Density functional theory (DFT) calculations were used to probe the reaction of the diruthenaborane nido-[1,2-(Cp*RuH)2B3H7] (Cp* = η5-C5Me5), (1) with MeC ≡ CMe to form the major product nido-[1,2-(Cp*Ru)2(μ-H)(μ-BH2)-4,5-Me2-4,5-C2B2H4] (2) along with minor product nido-(Cp*Ru)2-4,5-Me2-4,5-C2B2H6 (3). The structural features of the other related diruthenacarboranes, nido-(Cp*Ru)2-4,5-Me2-4,5-C2B2H6 (4) and closo-1,2-(Cp*RuH)2-4,5-Me2-4,5-C2B3H3 (5), were also studied. Since metallaheteroboranes with p-block group-14 elements are rare, we extend our DFT studies to explore the reaction of 1 with heavier group-14 alkyne analogs, RE ≡ ER (E = Si, Ge, and Sn; R = alkyl or aryl groups).
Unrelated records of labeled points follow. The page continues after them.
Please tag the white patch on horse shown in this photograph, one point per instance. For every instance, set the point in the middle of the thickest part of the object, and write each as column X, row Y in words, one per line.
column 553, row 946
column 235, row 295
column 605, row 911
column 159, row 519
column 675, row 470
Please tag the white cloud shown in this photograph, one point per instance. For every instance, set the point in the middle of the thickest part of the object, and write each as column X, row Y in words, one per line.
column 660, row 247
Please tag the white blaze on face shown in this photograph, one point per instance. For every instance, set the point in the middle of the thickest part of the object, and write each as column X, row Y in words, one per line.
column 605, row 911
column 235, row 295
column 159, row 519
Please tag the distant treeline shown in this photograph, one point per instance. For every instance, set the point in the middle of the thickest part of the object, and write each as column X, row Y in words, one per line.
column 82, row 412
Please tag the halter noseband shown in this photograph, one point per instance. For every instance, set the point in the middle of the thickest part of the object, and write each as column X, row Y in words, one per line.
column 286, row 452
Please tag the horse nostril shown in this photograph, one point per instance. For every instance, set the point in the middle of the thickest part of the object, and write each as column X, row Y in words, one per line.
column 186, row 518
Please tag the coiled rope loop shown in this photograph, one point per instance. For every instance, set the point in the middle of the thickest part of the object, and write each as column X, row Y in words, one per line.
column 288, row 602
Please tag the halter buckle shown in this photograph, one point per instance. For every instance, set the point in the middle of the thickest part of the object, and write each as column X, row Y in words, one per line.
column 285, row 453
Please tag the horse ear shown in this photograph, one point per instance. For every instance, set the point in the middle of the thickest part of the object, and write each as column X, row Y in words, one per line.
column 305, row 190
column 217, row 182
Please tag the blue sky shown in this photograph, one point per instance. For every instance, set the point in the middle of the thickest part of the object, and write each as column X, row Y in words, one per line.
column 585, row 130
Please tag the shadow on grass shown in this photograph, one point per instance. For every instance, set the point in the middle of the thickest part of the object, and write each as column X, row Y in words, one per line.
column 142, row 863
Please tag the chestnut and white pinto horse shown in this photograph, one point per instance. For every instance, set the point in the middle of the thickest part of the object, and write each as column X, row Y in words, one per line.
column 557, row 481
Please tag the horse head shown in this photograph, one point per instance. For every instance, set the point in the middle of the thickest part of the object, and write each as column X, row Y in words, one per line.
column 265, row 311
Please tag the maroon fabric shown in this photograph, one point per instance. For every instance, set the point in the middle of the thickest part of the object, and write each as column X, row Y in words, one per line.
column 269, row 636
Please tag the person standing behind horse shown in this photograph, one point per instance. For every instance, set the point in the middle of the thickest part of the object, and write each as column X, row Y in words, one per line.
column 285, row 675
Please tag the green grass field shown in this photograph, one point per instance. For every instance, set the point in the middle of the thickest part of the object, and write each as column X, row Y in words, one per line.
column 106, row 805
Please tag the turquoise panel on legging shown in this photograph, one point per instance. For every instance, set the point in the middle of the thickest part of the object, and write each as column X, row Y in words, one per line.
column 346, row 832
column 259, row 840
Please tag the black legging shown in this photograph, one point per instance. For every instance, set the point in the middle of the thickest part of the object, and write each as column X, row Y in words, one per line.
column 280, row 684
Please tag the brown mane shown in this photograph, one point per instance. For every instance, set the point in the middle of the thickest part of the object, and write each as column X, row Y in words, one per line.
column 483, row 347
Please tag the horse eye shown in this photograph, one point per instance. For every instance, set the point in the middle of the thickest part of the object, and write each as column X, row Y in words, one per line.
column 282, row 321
The geometrical and electronic structures of the products nido-[1,2-(Cp*Ru)2(μ-H)(μ-BH2)-4,5-Me2-4,5-E2B2H4] (E = Si (6), Ge (7), Sn (8)) are described and compared with the ruthenacarborane analog, nido-[1,2-(Cp*Ru)2(μ-H)(μ-BH2)-4,5-Me2-4,5-C2B2H4] species, 2. The computed energetics and the geometries support the feasibility of the reaction and the stability of the products. NBO analysis was performed to delve further into the nature of the bonding in this kind of clusters.